Os Estados Unidos encontram-se, de facto, mergulhados numa profunda crise. Sabemos que a coisa está mesmo feia quando cabe a um indivíduo com o currículo de Donald Trump ser a reserva moral da nação.
O título original da película de 1963 protagonizada pelo estiloso James Bond era, na verdade, From Russia with Love e não From China with Love. Mas se o nome original em inglês não é o mais apropriado para este caso, já a versão portuguesa é arrepiantemente sugestiva: Ordem para Matar. Pois é, além de toda a sorte de bugigangas a tuta-e-meia, por estes dias o que vem mais da China são sinais claros do tipo de afecto com que o estado chinês pretende acarinhar o resto do mundo. De início parece um abraço mesmo muito fraterno; depois o aperto começa a ficar ligeiramente desconfortável; quando dermos por isso, estamos a acordar de um mata-leão já como funcionários da linha de montagem de uma fábrica da Huawei em Pegões, com uma carga horária de 170 horas semanais e direito a um feriado por ano, a 22 de Dezembro, para festejar o dia em que, nos saudosos idos de 2011, o estado português ofereceu ao seu congénere chinês a EDP.
Vem esta muito gira distopia a propósito da polémica em curso na liga norte-americana de basquetebol, a NBA, depois de um dirigente dos Houston Rockets ter tido o desplante de enviar — imaginem só — um tweet pró-democracia de apoio à luta pela liberdade em Hong Kong. “Fight For Freedom, Stand With Hong Kong” foi o dislate tweetado e prontamente apagado. Ainda assim tarde de mais, pois a ira do governo chinês e das empresas chinesas (passe a redundância) já se tinha feito sentir, sob a forma de corte imediato de vários patrocínios à NBA.
Perante isto, como reagiram jogadores, treinadores e dirigentes da NBA? Dou-vos três hipóteses. Hipótese A: disseram “Levem daqui o vosso dinheiro sujo, comunas d’um raio! Não precisamos de vocês para nada, pá!” Hipótese B: mandaram o governo chinês dar uma volta, enquanto afirmavam orgulhosamente que a América é a terra da liberdade. Hipótese C: reagiram de forma tão mariquinhas que mais pareciam umas autênticas meninas. E a reposta certa é: nenhuma das hipóteses acima. As duas primeiras não podiam ser, porque a NBA jamais correria o risco de ferir a susceptibilidade de um governo totalitário que lhe põe bom dinheirinho nos bolsos. A terceira podia perfeitamente ser, mas a NBA jamais o admitira para não correr o risco de ferir as susceptibilidades da turba do politicamente correcto.

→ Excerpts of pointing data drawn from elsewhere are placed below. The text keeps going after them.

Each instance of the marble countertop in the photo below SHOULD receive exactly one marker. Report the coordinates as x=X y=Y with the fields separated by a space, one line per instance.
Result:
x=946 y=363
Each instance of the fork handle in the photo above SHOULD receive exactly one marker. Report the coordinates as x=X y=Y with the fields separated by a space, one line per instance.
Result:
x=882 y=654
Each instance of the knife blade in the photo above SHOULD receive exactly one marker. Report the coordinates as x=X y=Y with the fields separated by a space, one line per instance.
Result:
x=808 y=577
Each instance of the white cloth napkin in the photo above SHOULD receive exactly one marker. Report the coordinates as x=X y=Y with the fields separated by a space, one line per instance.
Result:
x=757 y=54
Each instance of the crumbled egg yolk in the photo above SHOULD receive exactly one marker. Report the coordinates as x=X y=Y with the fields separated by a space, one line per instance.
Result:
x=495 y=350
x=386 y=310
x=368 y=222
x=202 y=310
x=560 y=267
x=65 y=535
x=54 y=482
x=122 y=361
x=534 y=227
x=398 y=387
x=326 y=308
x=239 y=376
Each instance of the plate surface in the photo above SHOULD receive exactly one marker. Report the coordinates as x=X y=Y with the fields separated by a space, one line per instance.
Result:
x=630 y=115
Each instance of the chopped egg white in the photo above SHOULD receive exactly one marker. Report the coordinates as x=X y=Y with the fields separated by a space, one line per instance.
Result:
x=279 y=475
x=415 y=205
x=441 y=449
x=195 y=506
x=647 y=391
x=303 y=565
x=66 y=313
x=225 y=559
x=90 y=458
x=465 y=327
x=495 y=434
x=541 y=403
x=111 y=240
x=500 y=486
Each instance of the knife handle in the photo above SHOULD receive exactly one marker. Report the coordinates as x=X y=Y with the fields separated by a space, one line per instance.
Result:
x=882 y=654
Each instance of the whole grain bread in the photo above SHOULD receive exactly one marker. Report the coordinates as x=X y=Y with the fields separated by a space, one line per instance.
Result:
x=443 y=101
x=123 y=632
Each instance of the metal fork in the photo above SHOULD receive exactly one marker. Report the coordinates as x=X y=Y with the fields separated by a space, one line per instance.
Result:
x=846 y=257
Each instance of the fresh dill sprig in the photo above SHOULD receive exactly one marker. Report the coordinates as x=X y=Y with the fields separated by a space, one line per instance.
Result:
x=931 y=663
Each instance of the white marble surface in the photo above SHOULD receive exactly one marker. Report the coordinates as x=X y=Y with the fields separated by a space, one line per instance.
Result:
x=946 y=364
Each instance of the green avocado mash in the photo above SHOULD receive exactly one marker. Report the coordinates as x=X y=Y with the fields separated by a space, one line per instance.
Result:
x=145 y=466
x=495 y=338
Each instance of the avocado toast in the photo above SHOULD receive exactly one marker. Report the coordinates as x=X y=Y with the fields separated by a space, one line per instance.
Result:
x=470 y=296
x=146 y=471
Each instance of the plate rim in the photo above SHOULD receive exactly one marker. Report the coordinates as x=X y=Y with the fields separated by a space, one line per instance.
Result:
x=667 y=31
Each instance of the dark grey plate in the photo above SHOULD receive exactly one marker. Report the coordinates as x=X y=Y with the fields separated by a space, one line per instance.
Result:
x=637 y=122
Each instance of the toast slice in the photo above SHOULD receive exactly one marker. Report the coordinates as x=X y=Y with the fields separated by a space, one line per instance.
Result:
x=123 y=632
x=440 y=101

A reacção da NBA chegou pela voz de, entre outros, um dos seus jogadores mais famosos, LeBron James. LeBron garantiu não só que o dirigente dos Houston Rockets está mal informado sobre este tema, como também que muitas coisas negativas podem advir da liberdade de expressão. Confirma-se, portanto, não ser à toa que se costuma dizer “Na América, tudo é possível”. Pelos vistos, até é possível latagões com mais de dois metros de altura terem, afinal, o porte moral de um vulgar roedor doméstico. Aliás, em honra deste fã indefectível, a República Popular da China já alterou o seu calendário e tudo. A 25 de Janeiro de 2020, em vez de se celebrar o início do Ano do Rato, comemorar-se-á a entrada no Ano do LeBron James.
A propósito desta controvérsia, Donald Trump veio acusar — e bem — vários elementos da NBA de se terem acobardado e de serem coniventes com a China relativamente a Hong Kong. E assim se percebe que os Estados Unidos se encontram, de facto, mergulhados numa profunda crise. Sabemos que a coisa está mesmo feia quando cabe a um indivíduo com o currículo de Donald Trump ser a reserva moral da nação.